Souffrance par procuration

Très chers,

Après des années passées à l’étranger en tant que fille d’enseignants expatriés, mon rêve le plus cher était d’intégrer le corps enseignant et pouvoir briller et faire briller les élèves grâce à l’Éducation nationale.

Je suis professeur depuis 1999 et j’enseigne en banlieue parisienne depuis 23ans dans un Collège REP typique de banlieues.

J’ai été confrontée à toutes sortes de problèmes liés à la violence morale et physique et j’ai vu des dizaines de collègues en grande souffrance qui finissaient souvent par démissionner, si ce n’est à tomber en dépression.

Tout notre système est en grande défaillance et notre hiérarchie ne nous écoute plus, bien au contraire, ils nous rabaissent sans cesse et nous humilient parfois.

Non seulement les élèves agissent comme des sauvageons, mais en plus, nous ne pouvons rien pour les redresser, car nous sommes rappelés à l’ordre sans cesse.
On nous demande d’être bienveillants, de ne plus mettre de sanctions ni de notes. Nous devons fonctionner par compétences et valoriser l’élève adolescent à longueur de journée.
Lorsqu’il y a un problème de discipline, c’est d’emblée l’enseignant le fautif. Les valeurs sont inversées.

Les élèves nous maltraitent, nous empêchent de faire nos cours, nous chahutent, nous accusent de racisme à tout bout de champ pour un oui ou pour un non. Ils savent sur quel pied danser, eux !

Malheureusement, mes collègues de plus en plus jeunes ignorent comment s’en sortir sans blessures morales.

C’est devenu un métier dangereux et ingrat où les disciples sont rois et les maîtres sont des moins que rien.

Si ce ne sont pas les parents qui nous menacent, ce sont nos chefs qui le font.

Aucun soutien sinon une certaine hypocrisie qui se maintient.

Je vis et travaille à dix minutes du collège du bois d’ Aulne de Conflans et pourtant, l’affaire atroce de Samuel Paty tombe aux oubliettes.
Dès lors que nous, enseignants, nous désirons nous plaindre de l’attitude violente de certains élèves extrémistes et cruels, nous finirons seuls et désemparés sans aucune solution proposée.

La violence et la haine contre les “sales Français blancs” (c’est comme ça que certains élèves nous appellent) sont banalisées.

Nous devons fermer les yeux sur les insultes, les menaces, les :” wallah”, les “sur le coran de la Mecque”, sur :”Vous êtes raciste”… à longueur de journée.

Sous prétexte que ce sont des cas sociaux défavorisés, nous devons nous rabaisser déjà à leur proposer des dizaines d’aides différentes et ne plus faire un cours en entier pendant que les quelques autres élèves qui veulent s’en sortir finissent à côté d’un vilain ou à attendre que le professeur finisse d’appliquer sa pédagogie différenciée sur l’élève :” dit difficile ” ( un pseudo voyou en vrai, que nous laissons triompher).

Je ne parle même pas du niveau qui chute et qui pourtant est caché derrière des chiffres de résultats inouïs.

Des réussites au brevet sans le niveau requis de lecture ni d’écriture.

Des évaluations adaptées voire modifiées pour que l’adolescent obtienne son orientation en lycée après être passé dans le bureau des chefs d’établissement qui, par miracle, trouve une solution adéquate.

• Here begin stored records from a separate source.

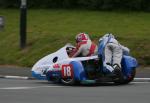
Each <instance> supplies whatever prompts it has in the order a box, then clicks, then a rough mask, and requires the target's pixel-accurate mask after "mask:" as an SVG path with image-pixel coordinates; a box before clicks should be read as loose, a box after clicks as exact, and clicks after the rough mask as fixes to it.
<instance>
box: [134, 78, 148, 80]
mask: <svg viewBox="0 0 150 103" xmlns="http://www.w3.org/2000/svg"><path fill="white" fill-rule="evenodd" d="M134 80H150V78H134Z"/></svg>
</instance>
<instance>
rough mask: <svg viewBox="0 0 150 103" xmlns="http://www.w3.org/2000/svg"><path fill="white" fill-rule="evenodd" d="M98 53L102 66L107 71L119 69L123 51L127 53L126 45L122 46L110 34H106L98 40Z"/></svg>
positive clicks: (116, 40) (128, 51)
mask: <svg viewBox="0 0 150 103" xmlns="http://www.w3.org/2000/svg"><path fill="white" fill-rule="evenodd" d="M98 51H99V52H98V55H99V56H100V57H101V58H102V62H103V66H104V67H105V68H106V69H107V70H108V71H109V72H113V71H114V69H119V70H120V71H121V60H122V56H123V52H126V53H129V49H128V48H127V47H124V46H122V45H121V44H120V43H119V42H118V41H117V40H116V39H115V38H114V36H113V35H112V34H106V35H104V36H103V37H102V38H100V40H99V49H98Z"/></svg>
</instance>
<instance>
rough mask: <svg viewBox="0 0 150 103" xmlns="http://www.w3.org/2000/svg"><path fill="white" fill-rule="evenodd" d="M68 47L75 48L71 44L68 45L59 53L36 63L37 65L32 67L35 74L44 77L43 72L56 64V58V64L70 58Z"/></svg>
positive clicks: (42, 59) (50, 56) (48, 57)
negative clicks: (43, 75) (42, 75)
mask: <svg viewBox="0 0 150 103" xmlns="http://www.w3.org/2000/svg"><path fill="white" fill-rule="evenodd" d="M67 47H73V46H72V45H70V44H67V45H65V46H64V47H62V48H61V49H59V50H58V51H56V52H54V53H52V54H49V55H47V56H45V57H43V58H42V59H40V60H39V61H38V62H37V63H35V65H34V66H33V67H32V71H34V73H36V74H41V75H42V74H43V72H44V71H45V70H46V69H48V68H49V67H50V65H52V64H54V62H53V60H54V58H58V59H57V61H56V62H59V61H62V60H63V59H67V58H69V56H68V54H67V52H66V48H67Z"/></svg>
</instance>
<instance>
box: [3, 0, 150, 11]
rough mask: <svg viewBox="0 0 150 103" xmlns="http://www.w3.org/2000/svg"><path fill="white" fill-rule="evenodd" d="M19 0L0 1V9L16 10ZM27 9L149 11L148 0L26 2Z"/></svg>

Alors que d’autres élèves discrets et aux résultats moyens doivent, eux, redoubler.

Mes jeunes collègues n’en peuvent plus. Les arrêts maladie se répètent et les mutations se multiplient.

Aucune stabilité.
Cercle vicieux : les élèves savent très bien que les enseignants sont nouveaux et qu’ils peuvent les boycotter à jamais.

Tout ça, je le vois, je le vis, je souffre malgré le fait d’être moi-même respectée et aimée dans cet établissement où j’ai enseigné à leurs parents (c’est peut-être la raison pour laquelle j’ai leur respect… ça ne tient pas à grand chose).

Tout est déconstruit.

Nous ne leur donnons plus la chance d’apprendre. Plus de dictées, plus d’algèbre, plus de règles de vie, plus de morale, plus de punitions, plus de discipline…

Le collège est devenu une garderie.

Je vous laisse, le cœur et l âme en peine.

Bien à vous

— Collège, 23 ans d’ancienneté

L’auteur de ce témoignage autorise la reprise de ce témoignage par la presse.